Racial attitudes are messy, especially when they involve people of color who carry the weight of European colonialism and U.S. imperialism. More often than not, our views and opinions about different racial and ethnic groups run the spectrum from favorable to unfavorable and everything in between. Our racial perceptions can change over time and can be contradictory. As the daughter of Mexican immigrants, I was attuned to the anti-Black narratives that run rampant in our communities. I observed how much family members and others in my immigrant community coveted light skin and eyes. The ideology of blanqueamiento (Whitening) is embedded deep in our psyches. My own mother, who has beautiful dark skin, full lips, and thick wavy hair, would warn me to stay out of the sun lest I turn “negra.” Even as a kid, I thought that these warnings didn’t sit well. When I made my way from predominantly Brown South Gate to predominantly White Smith College, my resistance against Whiteness was amplified: I deliberately got as much sun as possible, to see just how dark my skin could get. (I get pretty dark, it turns out!).

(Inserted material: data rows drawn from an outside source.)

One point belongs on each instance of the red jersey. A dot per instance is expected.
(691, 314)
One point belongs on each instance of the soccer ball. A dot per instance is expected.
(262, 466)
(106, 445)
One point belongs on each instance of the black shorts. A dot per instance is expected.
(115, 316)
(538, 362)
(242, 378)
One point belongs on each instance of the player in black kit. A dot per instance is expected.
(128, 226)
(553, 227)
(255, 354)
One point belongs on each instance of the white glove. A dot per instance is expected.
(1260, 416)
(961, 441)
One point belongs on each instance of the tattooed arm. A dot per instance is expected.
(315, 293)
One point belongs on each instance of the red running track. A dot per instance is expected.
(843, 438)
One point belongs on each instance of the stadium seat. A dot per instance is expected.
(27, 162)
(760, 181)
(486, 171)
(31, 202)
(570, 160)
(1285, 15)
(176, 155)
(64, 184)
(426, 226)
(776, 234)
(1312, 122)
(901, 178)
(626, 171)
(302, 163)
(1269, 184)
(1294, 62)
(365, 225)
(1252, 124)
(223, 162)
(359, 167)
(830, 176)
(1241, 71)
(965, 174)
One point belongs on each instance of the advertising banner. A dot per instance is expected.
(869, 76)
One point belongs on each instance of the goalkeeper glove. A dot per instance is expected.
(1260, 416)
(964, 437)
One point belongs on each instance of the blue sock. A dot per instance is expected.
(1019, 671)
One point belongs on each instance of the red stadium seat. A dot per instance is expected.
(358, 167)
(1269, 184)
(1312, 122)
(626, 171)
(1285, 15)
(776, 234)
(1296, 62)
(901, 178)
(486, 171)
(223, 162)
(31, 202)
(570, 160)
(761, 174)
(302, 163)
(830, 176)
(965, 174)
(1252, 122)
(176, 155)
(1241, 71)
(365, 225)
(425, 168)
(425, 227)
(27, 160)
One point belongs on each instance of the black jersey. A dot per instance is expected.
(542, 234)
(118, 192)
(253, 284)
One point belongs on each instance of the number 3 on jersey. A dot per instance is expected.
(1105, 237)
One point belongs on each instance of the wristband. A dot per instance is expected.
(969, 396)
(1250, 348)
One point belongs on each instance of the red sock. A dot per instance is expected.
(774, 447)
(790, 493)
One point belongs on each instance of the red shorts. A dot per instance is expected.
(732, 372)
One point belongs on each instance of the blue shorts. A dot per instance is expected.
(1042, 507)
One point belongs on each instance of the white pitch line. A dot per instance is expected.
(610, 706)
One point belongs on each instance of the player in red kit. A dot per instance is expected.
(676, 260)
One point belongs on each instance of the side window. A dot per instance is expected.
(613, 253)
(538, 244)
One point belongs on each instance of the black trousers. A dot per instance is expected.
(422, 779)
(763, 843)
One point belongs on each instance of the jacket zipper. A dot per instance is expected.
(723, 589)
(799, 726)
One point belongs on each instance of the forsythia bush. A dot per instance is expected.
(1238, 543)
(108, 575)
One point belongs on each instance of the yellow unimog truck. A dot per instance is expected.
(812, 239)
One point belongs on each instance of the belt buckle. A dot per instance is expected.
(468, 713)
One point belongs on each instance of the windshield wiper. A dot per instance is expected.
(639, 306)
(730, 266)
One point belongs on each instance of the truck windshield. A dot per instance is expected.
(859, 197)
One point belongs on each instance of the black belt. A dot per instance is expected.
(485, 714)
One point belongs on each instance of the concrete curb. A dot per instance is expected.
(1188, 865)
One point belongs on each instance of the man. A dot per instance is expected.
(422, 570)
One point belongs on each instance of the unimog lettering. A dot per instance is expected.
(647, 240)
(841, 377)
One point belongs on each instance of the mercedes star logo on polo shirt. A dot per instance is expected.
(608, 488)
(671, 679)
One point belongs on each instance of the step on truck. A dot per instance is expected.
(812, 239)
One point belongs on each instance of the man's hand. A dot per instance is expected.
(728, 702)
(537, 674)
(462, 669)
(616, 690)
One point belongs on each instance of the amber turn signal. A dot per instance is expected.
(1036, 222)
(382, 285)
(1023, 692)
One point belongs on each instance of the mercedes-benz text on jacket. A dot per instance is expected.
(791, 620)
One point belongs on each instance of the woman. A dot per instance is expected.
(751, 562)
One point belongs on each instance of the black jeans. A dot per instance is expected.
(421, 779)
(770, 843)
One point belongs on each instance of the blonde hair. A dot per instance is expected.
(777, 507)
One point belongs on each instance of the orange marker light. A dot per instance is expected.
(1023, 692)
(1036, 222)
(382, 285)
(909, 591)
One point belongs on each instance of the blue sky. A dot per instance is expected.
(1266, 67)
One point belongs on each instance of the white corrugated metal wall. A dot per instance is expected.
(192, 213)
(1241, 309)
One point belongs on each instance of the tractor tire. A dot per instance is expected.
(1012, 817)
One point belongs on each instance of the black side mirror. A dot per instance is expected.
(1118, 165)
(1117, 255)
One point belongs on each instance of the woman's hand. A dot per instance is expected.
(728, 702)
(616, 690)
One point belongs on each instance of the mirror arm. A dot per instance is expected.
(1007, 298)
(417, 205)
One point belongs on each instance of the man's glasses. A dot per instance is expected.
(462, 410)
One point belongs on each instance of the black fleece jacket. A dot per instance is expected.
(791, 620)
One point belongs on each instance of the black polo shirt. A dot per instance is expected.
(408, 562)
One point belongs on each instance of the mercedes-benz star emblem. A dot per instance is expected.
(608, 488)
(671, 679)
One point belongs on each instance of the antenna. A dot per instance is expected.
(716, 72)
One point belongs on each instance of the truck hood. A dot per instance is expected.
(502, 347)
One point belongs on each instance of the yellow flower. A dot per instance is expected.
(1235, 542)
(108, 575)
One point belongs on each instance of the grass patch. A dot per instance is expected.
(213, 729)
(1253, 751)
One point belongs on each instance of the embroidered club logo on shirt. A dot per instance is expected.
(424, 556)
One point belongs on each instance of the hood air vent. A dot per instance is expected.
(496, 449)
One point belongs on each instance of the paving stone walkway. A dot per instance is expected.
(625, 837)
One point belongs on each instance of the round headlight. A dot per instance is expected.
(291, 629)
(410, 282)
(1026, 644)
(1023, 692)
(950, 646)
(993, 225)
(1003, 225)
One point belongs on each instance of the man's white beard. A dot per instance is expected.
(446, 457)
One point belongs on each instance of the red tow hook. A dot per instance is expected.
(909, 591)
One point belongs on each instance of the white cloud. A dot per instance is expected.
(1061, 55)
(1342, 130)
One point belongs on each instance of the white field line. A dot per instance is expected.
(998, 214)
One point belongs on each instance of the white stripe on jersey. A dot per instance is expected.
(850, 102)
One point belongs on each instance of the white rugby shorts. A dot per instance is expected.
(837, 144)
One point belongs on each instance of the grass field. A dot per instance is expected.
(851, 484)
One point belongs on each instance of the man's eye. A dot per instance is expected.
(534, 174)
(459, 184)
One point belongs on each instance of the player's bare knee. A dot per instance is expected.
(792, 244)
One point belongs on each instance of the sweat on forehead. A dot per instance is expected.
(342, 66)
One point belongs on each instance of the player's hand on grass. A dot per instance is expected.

When I started this research a decade ago, I was specifically interested in Mexican immigrants’ racial perceptions of African Americans. As I engaged more deeply with this book project, it became clear that I could not disentangle Mexicans’ constructions of Blackness from hegemonic ideologies of Whiteness, mestizaje, Indigeneity, and race more broadly. Nor could I treat racial formation in the Mexican context as analytically distinct from racial formations in the U.S. To this end, I drew great insight from the conceptual and empirical work of scholars who pioneered comparative social science research on race across the Americas—Jorge Duany, Jose Itzigsohn, and Anani Dzidzienyo; and including my own mentors, Ginetta Candelario, Edward E. Telles, and the late Mark Q. Sawyer, among others—who shaped my own theorization of Mexican transnational experiences of race. In the end, I learned that the immigration experience itself transforms how migrants come to see race, identity, and their group position within overlapping and evolving U.S. and Mexican racial hierarchies. This is the personal, political, and intellectual point of departure from which my book Racial Baggage begins.